The solution beats traditional plastic tree guards in several ways. As the hair slowly decomposes, it releases nitrogen and amino acids back into the soil, giving the trees an extra nutrient boost. Plastic guards, by contrast, create waste and need regular maintenance.

The Ripple Effect
This forest innovation is just one of Capillum's creative recycling projects. The company previously mixed hair with wool to absorb oil from polluted water, since both materials naturally attract petroleum. Around the world, scientists are exploring hair for oil spill cleanup, agricultural mats, composting, and even future insulation materials.
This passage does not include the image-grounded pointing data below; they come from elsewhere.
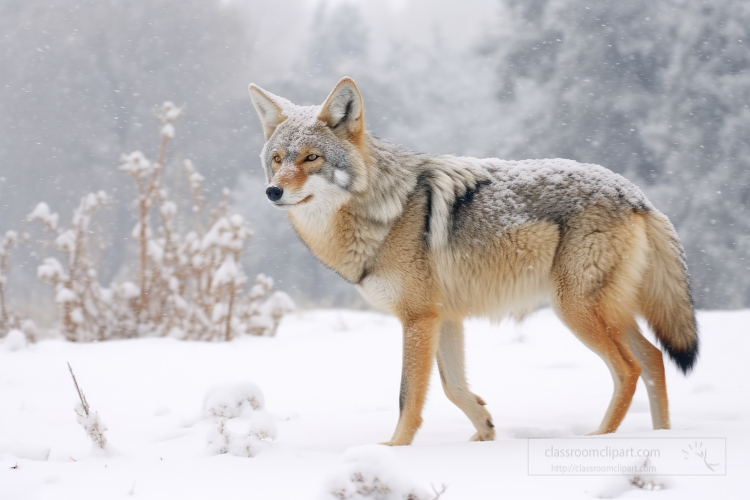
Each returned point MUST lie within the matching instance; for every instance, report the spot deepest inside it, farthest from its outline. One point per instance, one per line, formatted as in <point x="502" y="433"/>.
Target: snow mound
<point x="372" y="473"/>
<point x="241" y="427"/>
<point x="14" y="341"/>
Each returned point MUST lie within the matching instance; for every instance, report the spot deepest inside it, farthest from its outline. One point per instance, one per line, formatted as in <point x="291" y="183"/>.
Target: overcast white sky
<point x="280" y="27"/>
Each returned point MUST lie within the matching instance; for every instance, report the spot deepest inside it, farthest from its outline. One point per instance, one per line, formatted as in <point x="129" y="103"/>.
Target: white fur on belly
<point x="380" y="292"/>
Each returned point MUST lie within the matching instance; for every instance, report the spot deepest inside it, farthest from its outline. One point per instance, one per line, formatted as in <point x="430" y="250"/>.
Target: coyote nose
<point x="274" y="193"/>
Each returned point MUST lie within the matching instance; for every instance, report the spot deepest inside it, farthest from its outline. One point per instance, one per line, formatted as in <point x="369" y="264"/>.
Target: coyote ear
<point x="269" y="108"/>
<point x="343" y="110"/>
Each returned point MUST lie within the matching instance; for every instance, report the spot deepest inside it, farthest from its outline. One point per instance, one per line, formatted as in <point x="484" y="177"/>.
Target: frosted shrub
<point x="88" y="418"/>
<point x="241" y="426"/>
<point x="372" y="473"/>
<point x="190" y="283"/>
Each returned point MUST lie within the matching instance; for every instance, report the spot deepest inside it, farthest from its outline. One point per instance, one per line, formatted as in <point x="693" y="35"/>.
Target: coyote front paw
<point x="395" y="443"/>
<point x="487" y="435"/>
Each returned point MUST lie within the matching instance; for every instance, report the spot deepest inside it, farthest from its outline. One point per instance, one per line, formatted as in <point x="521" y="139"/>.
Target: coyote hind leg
<point x="610" y="341"/>
<point x="652" y="373"/>
<point x="450" y="358"/>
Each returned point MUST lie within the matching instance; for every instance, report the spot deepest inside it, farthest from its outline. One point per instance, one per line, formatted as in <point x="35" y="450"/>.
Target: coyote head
<point x="314" y="155"/>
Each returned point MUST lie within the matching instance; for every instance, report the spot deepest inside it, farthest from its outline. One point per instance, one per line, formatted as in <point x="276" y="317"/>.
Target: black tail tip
<point x="685" y="360"/>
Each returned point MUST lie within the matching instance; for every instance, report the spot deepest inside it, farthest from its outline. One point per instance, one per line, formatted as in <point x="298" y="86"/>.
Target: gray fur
<point x="465" y="194"/>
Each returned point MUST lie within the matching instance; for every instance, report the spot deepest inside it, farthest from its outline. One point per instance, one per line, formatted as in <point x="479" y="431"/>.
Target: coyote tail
<point x="666" y="300"/>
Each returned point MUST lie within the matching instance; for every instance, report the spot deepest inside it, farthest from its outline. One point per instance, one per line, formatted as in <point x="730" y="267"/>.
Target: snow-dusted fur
<point x="436" y="238"/>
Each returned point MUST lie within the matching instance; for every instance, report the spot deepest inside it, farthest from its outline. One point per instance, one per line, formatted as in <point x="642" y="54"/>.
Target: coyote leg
<point x="450" y="357"/>
<point x="610" y="342"/>
<point x="652" y="373"/>
<point x="420" y="344"/>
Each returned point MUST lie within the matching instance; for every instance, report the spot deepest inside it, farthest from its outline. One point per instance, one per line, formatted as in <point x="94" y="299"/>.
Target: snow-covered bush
<point x="241" y="424"/>
<point x="189" y="282"/>
<point x="15" y="340"/>
<point x="372" y="473"/>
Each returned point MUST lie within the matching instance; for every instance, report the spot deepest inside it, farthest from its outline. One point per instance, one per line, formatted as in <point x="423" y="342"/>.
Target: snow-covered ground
<point x="330" y="380"/>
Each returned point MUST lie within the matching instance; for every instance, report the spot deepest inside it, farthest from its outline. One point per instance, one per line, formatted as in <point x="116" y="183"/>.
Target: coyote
<point x="434" y="239"/>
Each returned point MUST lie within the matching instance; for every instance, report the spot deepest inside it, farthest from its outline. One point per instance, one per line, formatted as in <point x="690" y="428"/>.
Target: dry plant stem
<point x="4" y="274"/>
<point x="146" y="203"/>
<point x="80" y="394"/>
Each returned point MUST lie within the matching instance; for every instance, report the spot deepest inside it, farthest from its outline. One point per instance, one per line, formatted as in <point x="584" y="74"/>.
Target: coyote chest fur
<point x="434" y="239"/>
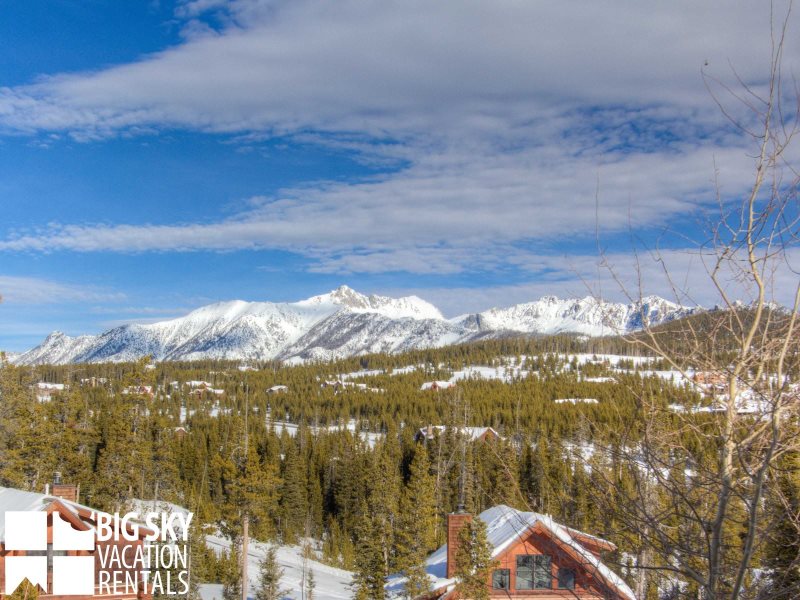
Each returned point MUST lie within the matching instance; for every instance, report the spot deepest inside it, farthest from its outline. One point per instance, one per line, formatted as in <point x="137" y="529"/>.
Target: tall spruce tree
<point x="416" y="531"/>
<point x="474" y="561"/>
<point x="269" y="578"/>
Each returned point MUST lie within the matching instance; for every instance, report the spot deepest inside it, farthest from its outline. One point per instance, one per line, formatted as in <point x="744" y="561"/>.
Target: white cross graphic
<point x="27" y="530"/>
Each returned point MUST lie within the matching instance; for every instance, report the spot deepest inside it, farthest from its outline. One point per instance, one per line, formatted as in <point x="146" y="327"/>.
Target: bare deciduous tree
<point x="696" y="486"/>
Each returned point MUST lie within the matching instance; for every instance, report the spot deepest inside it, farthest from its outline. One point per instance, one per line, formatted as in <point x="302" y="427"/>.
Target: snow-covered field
<point x="331" y="583"/>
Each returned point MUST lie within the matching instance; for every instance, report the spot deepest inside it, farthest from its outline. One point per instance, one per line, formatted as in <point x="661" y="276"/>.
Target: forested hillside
<point x="345" y="464"/>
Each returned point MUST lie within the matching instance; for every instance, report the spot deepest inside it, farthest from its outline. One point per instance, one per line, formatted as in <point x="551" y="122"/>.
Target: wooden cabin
<point x="535" y="558"/>
<point x="62" y="504"/>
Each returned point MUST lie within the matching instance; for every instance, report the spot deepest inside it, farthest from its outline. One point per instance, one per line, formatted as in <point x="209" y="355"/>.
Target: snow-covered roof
<point x="473" y="433"/>
<point x="19" y="500"/>
<point x="504" y="527"/>
<point x="437" y="385"/>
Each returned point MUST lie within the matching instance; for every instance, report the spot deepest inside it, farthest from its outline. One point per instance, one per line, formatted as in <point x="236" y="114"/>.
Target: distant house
<point x="62" y="504"/>
<point x="475" y="434"/>
<point x="536" y="558"/>
<point x="340" y="386"/>
<point x="93" y="381"/>
<point x="711" y="383"/>
<point x="139" y="390"/>
<point x="575" y="401"/>
<point x="199" y="388"/>
<point x="437" y="385"/>
<point x="45" y="391"/>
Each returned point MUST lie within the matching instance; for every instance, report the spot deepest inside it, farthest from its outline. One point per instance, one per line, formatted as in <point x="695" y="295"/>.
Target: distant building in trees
<point x="474" y="434"/>
<point x="534" y="557"/>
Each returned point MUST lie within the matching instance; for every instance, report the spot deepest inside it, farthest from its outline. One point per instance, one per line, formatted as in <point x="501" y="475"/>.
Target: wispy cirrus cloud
<point x="506" y="129"/>
<point x="404" y="68"/>
<point x="31" y="290"/>
<point x="448" y="214"/>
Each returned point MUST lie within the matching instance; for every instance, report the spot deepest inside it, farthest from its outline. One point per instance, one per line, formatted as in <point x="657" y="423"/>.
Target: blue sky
<point x="157" y="156"/>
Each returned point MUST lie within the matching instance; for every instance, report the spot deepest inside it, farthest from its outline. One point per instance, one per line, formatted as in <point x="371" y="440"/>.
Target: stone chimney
<point x="455" y="522"/>
<point x="63" y="490"/>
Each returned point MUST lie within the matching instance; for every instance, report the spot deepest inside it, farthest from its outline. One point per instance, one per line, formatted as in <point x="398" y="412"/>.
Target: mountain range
<point x="339" y="324"/>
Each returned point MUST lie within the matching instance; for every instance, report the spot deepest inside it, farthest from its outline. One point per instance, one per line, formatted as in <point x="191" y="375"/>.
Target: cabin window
<point x="566" y="579"/>
<point x="533" y="572"/>
<point x="501" y="579"/>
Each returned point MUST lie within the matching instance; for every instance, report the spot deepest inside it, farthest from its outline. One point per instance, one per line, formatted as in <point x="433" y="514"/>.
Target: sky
<point x="158" y="156"/>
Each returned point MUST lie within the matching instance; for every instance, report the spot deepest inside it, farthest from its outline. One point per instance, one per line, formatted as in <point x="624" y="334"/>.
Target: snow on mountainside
<point x="339" y="324"/>
<point x="588" y="316"/>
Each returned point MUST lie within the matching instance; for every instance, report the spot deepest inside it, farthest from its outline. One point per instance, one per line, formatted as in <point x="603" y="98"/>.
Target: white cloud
<point x="407" y="67"/>
<point x="31" y="290"/>
<point x="679" y="275"/>
<point x="450" y="212"/>
<point x="505" y="116"/>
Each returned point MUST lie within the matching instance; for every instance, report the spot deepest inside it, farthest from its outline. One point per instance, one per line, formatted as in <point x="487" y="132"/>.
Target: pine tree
<point x="232" y="579"/>
<point x="416" y="531"/>
<point x="311" y="585"/>
<point x="269" y="578"/>
<point x="474" y="562"/>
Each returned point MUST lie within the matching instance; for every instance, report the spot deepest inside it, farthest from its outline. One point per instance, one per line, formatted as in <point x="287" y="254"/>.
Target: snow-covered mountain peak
<point x="342" y="323"/>
<point x="394" y="308"/>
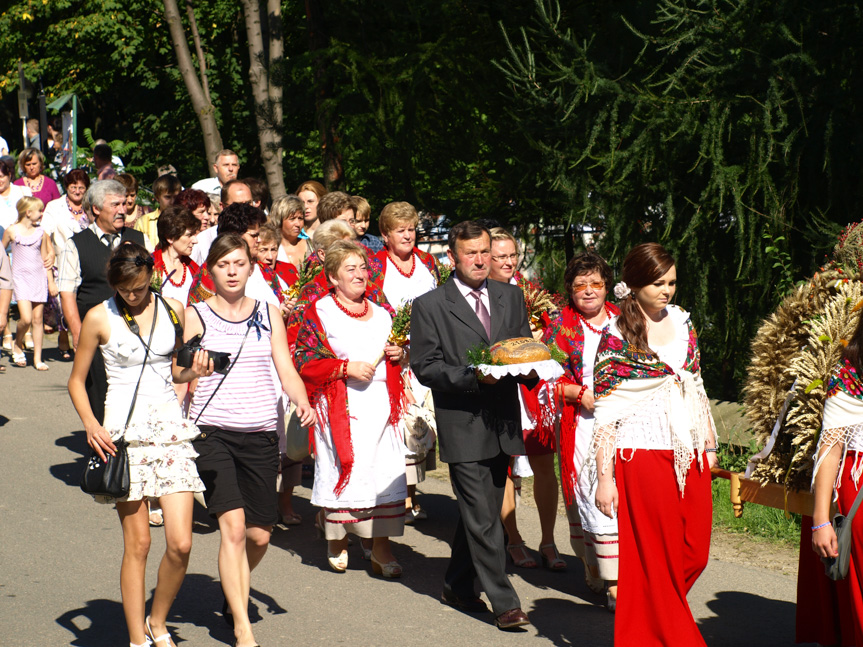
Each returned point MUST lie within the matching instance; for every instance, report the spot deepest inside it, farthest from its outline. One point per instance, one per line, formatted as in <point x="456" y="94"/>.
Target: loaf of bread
<point x="520" y="350"/>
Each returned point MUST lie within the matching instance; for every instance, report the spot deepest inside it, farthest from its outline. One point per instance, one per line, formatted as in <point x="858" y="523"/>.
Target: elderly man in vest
<point x="83" y="283"/>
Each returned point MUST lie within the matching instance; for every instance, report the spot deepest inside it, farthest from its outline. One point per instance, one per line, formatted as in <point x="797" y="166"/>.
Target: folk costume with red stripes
<point x="653" y="423"/>
<point x="843" y="425"/>
<point x="593" y="536"/>
<point x="359" y="478"/>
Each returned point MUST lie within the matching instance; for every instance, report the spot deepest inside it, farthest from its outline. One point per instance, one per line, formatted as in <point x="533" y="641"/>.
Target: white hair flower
<point x="621" y="290"/>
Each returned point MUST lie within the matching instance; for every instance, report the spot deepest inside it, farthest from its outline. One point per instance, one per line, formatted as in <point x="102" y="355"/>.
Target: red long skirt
<point x="847" y="493"/>
<point x="664" y="547"/>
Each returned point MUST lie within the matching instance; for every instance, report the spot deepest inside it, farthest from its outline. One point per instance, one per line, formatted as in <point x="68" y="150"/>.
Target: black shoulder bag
<point x="111" y="477"/>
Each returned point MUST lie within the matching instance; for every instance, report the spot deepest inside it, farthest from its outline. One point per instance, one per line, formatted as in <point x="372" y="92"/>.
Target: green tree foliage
<point x="708" y="126"/>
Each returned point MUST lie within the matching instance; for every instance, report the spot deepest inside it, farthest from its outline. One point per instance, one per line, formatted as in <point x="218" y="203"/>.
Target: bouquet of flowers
<point x="401" y="329"/>
<point x="540" y="304"/>
<point x="306" y="275"/>
<point x="401" y="325"/>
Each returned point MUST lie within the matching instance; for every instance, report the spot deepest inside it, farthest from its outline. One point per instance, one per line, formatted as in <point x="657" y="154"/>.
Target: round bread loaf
<point x="520" y="350"/>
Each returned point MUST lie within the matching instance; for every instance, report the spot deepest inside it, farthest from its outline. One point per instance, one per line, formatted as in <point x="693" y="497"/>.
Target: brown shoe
<point x="511" y="619"/>
<point x="469" y="605"/>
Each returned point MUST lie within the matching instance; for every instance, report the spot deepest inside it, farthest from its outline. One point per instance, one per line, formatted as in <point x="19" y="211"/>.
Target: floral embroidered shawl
<point x="567" y="333"/>
<point x="321" y="371"/>
<point x="202" y="286"/>
<point x="159" y="265"/>
<point x="843" y="420"/>
<point x="626" y="376"/>
<point x="378" y="266"/>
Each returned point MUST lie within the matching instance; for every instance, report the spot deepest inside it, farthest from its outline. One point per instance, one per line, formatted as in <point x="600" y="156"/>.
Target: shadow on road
<point x="747" y="620"/>
<point x="70" y="473"/>
<point x="199" y="603"/>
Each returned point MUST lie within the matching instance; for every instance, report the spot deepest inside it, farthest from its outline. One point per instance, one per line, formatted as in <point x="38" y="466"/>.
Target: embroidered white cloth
<point x="547" y="369"/>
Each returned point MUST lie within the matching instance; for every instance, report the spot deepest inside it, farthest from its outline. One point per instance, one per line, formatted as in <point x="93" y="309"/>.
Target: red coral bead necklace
<point x="408" y="274"/>
<point x="354" y="315"/>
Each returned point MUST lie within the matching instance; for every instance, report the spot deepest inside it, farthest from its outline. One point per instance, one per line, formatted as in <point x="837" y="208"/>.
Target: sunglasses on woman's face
<point x="581" y="287"/>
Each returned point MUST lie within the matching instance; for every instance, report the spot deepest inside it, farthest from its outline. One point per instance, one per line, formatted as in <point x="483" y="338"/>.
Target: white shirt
<point x="8" y="210"/>
<point x="208" y="185"/>
<point x="465" y="290"/>
<point x="258" y="289"/>
<point x="202" y="247"/>
<point x="60" y="223"/>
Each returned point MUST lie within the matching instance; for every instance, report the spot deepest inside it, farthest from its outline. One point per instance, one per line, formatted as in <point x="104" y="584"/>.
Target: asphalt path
<point x="60" y="560"/>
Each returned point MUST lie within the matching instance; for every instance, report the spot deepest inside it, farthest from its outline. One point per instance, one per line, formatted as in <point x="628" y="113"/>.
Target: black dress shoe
<point x="470" y="605"/>
<point x="511" y="619"/>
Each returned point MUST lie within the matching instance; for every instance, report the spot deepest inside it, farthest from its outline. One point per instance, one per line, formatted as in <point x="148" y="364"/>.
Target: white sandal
<point x="163" y="638"/>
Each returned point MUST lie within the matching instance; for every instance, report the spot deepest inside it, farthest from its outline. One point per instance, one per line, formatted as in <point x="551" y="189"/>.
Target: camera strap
<point x="123" y="309"/>
<point x="249" y="326"/>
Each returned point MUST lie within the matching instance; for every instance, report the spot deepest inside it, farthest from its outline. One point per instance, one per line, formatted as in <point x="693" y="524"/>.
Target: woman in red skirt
<point x="654" y="444"/>
<point x="839" y="465"/>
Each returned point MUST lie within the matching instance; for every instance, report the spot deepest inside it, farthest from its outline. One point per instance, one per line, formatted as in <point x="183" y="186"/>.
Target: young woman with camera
<point x="236" y="413"/>
<point x="161" y="457"/>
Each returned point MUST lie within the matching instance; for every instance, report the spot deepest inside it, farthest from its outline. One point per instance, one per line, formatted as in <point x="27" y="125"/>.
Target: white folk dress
<point x="161" y="456"/>
<point x="373" y="502"/>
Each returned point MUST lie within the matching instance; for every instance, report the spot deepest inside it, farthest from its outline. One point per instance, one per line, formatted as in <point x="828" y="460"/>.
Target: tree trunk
<point x="200" y="101"/>
<point x="267" y="95"/>
<point x="325" y="116"/>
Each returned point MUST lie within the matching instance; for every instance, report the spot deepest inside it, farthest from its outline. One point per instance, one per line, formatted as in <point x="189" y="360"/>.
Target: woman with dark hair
<point x="837" y="467"/>
<point x="197" y="202"/>
<point x="174" y="270"/>
<point x="31" y="164"/>
<point x="577" y="332"/>
<point x="654" y="443"/>
<point x="310" y="192"/>
<point x="538" y="439"/>
<point x="236" y="413"/>
<point x="161" y="457"/>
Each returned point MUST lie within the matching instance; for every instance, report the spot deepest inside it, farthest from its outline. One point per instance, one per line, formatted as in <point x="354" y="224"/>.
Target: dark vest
<point x="93" y="257"/>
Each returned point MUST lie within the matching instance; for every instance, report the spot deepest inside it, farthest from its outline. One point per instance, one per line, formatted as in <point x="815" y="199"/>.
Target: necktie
<point x="482" y="312"/>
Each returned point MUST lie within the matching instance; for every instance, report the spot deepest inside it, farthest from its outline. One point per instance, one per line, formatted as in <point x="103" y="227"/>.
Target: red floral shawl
<point x="286" y="272"/>
<point x="378" y="266"/>
<point x="202" y="286"/>
<point x="567" y="332"/>
<point x="321" y="372"/>
<point x="159" y="266"/>
<point x="319" y="287"/>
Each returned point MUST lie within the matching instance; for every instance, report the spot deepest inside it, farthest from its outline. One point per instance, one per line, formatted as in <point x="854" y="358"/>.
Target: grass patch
<point x="757" y="520"/>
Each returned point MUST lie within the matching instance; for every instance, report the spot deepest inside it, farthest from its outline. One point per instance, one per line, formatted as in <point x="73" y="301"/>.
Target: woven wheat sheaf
<point x="801" y="341"/>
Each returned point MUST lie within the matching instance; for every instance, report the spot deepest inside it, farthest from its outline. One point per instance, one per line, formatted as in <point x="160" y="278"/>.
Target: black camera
<point x="186" y="354"/>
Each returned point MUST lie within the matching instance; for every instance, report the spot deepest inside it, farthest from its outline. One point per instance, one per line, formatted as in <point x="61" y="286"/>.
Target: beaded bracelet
<point x="580" y="395"/>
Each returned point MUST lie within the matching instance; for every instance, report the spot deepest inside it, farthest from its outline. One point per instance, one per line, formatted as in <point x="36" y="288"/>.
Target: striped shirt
<point x="247" y="400"/>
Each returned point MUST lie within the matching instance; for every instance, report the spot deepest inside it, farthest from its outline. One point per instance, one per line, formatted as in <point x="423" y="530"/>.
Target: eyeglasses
<point x="581" y="287"/>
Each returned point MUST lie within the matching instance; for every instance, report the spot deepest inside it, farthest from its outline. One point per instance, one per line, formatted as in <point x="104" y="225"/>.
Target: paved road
<point x="60" y="557"/>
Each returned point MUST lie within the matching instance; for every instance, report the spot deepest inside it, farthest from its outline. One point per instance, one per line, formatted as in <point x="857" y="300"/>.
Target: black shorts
<point x="239" y="470"/>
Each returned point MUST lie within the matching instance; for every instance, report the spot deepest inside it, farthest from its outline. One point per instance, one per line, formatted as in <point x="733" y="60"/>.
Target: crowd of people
<point x="294" y="314"/>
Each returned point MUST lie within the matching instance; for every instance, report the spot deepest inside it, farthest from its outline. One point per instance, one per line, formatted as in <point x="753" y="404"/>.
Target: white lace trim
<point x="851" y="438"/>
<point x="674" y="416"/>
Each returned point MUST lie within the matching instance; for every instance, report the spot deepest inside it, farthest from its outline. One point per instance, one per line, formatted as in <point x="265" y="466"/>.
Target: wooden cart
<point x="745" y="490"/>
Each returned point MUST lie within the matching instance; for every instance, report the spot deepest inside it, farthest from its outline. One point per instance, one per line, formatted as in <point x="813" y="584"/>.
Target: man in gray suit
<point x="478" y="417"/>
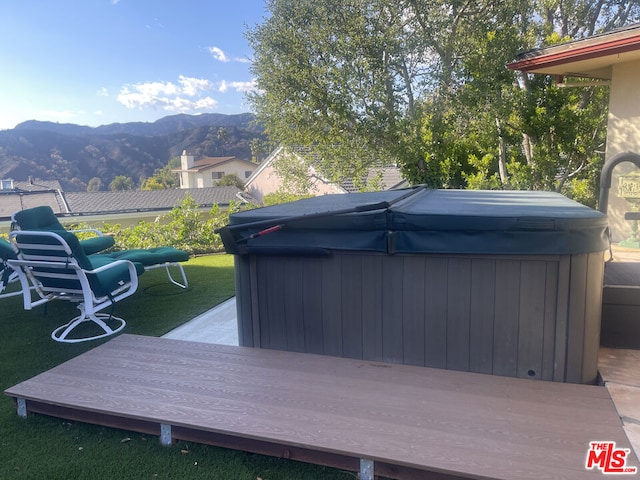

Home gardeners have caught on too. Capillum now sells its hair mulch to people looking for sustainable growing methods, and some composting enthusiasts have long added hair clippings to their garden beds for the same nitrogen-rich benefits.
The approach shows how waste from one industry can solve problems in another. Every haircut that once went straight to a dumpster now has potential to help forests regenerate, reduce plastic waste, and support healthier ecosystems.
Thousands of hair strands are already wrapping around saplings across three countries, proving that creative thinking can turn the most unexpected materials into conservation tools.